Premature birth affects a significant global population, and while breast milk is ideal, fortification is often necessary for optimal nutrition in very low-birth-weight infants. Historically, cow's milk-derived fortifier (CMDF) was standard, but concerns about its limitations and potential risks have led to the exploration of human milk-derived fortifier (HMDF) and exclusive human milk diets (EHMD). EHMD, comprising MOM or pasteurized DHM fortified with HMDF, is associated with reduced risks of NEC, sepsis, and other complications. However, the specific bioactive components responsible for these benefits remain unclear. DHM, while a valuable alternative to MOM, undergoes processing that may attenuate its bioactive properties. This study aimed to analyze the biochemical and bioactive characteristics of various HM feeding options used for extremely preterm and extremely low-birth-weight infants at the University Maternity Hospital Limerick (UMHL), the first NICU in Ireland to establish an EHMD, to understand the differences in bioactivity between MOM and DHM and evaluate HMDF's role in enhancing these components.

The literature highlights the benefits of human milk (HM) for preterm infants, emphasizing the importance of early and exclusive HM feeding. However, the need for fortification in extremely low-birth-weight (ELBW) infants has led to the use of both CMDF and, more recently, HMDF. Studies have shown that EHMD offers several clinical advantages, including a reduction in NEC, sepsis, and other morbidities. However, the processing of DHM, such as pasteurization, can reduce the concentration of essential bioactive proteins and immunomodulatory components. Existing research indicates variations in bioactive proteins in HM due to maternal factors, collection methods, and processing techniques. This study builds upon previous findings by investigating the effect of HMDF on the bioactivity of HM in various forms.

This observational feasibility study analyzed the biochemical and immunochemical characteristics of HM specimens with and without fortification. Researchers analyzed FreMOM (freshly expressed mothers' own milk), FroMOM (frozen mothers' own milk), and DHM (both preterm and full-term) supplemented with either HMDF or CMDF. Samples were collected from UMHL, with FreMOM collected at various times of day to account for diurnal variation, and DHM obtained from a single human milk bank. Analyses included macronutrients, pH, total solids, antioxidant activity (AA), α-lactalbumin (α-LA), lactoferrin (LF), lysozyme, and α- and β-caseins. The study included 25 milk specimens representing various combinations of milk source and fortifier, along with commercial preterm and term formulas for comparison. Analyses used techniques such as the Kjeldahl method, DPPH assay for AA, RP-HPLC for protein analysis, and SDS-PAGE for protein profiling. Statistical analysis involved ANOVA and Tukey's test.
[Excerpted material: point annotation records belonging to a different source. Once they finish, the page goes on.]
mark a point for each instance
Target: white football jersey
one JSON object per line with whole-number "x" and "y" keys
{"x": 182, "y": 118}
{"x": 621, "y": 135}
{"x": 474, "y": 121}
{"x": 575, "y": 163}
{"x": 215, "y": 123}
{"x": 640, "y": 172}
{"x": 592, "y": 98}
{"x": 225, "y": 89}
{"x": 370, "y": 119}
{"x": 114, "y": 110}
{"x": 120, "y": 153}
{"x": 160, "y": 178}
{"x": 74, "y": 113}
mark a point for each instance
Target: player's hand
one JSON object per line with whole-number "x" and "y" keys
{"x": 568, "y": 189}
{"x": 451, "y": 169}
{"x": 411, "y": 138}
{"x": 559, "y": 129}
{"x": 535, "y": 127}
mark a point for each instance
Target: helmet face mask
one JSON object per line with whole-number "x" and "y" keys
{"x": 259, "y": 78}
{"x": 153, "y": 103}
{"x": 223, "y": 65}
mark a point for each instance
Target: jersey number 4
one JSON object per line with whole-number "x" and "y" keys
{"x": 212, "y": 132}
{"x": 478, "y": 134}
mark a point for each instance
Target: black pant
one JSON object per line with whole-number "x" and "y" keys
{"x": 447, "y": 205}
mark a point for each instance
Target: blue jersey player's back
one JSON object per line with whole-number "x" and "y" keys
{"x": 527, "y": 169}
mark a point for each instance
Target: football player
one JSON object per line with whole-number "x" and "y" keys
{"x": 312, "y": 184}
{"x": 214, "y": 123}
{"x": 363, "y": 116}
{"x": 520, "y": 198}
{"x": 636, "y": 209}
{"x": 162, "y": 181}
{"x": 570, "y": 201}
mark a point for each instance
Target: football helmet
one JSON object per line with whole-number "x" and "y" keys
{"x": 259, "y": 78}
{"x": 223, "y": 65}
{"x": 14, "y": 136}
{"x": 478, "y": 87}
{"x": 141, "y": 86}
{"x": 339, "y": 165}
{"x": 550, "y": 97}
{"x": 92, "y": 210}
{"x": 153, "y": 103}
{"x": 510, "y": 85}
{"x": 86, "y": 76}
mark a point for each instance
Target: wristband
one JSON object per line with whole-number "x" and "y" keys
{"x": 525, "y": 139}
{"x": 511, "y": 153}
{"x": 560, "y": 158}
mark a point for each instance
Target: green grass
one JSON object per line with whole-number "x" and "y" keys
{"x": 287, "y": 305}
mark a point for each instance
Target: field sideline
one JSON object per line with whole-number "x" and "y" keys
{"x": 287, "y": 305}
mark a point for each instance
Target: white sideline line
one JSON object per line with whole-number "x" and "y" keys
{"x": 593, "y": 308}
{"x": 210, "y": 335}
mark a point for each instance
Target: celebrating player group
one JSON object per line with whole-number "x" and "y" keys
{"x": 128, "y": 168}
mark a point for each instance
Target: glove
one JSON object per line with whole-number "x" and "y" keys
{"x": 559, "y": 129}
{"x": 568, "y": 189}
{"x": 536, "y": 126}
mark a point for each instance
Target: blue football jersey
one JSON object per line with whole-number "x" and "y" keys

DHM showed significantly lower concentrations of lactoferrin and α-lactalbumin compared to fresh and frozen MOM. HMDF supplementation significantly increased protein, fat, and total solids in all HM specimens. HMDF significantly increased antioxidant activity (AA) compared to unfortified and CMDF-supplemented samples. RP-HPLC and SDS-PAGE analysis revealed that HMDF significantly increased the levels of α-LA, LF, and lysozyme in both MOM and DHM, while CMDF had little to no impact on these bioactive proteins. Frozen MOM retained better bioactivity compared to pasteurized DHM. CMDF showed some increase in AA, likely due to its protein hydrolysate content, but significantly less than HMDF.

The findings highlight the superior bioactive properties of HMDF over CMDF in fortifying HM for extremely premature infants. The significant increase in key bioactive proteins (α-LA, LF, and lysozyme) and antioxidant activity with HMDF supplementation demonstrates its potential to improve the nutritional and immunological benefits of HM, particularly DHM, which loses bioactivity during processing. The results support the notion that freshly expressed MOM fortified with HMDF provides the most optimal nutritional composition for ELBW infants, especially during the early postnatal period. The lower bioactivity observed in pasteurized DHM emphasizes the need for fortification strategies to enhance the immunological protection provided.

Pasteurized DHM has reduced bioactive properties compared to fresh and frozen MOM. HMDF, unlike CMDF, significantly enhances the bioactive components in HM, reinstating those lost during pasteurization. Freshly expressed MOM fortified with HMDF is recommended as an optimal EHMD for very premature infants. Future research could focus on personalized fortification strategies and investigate the detailed mechanisms through which specific HM components influence infant health.

The relatively small sample size, lack of control over maternal characteristics, limited information on DHM donation details, absence of in-vivo bioactivity measurements, and the exclusion of certain HM components (e.g., oligosaccharides) are acknowledged limitations. The use of only one type of HMDF and one brand of CMDF could also limit the generalizability of findings.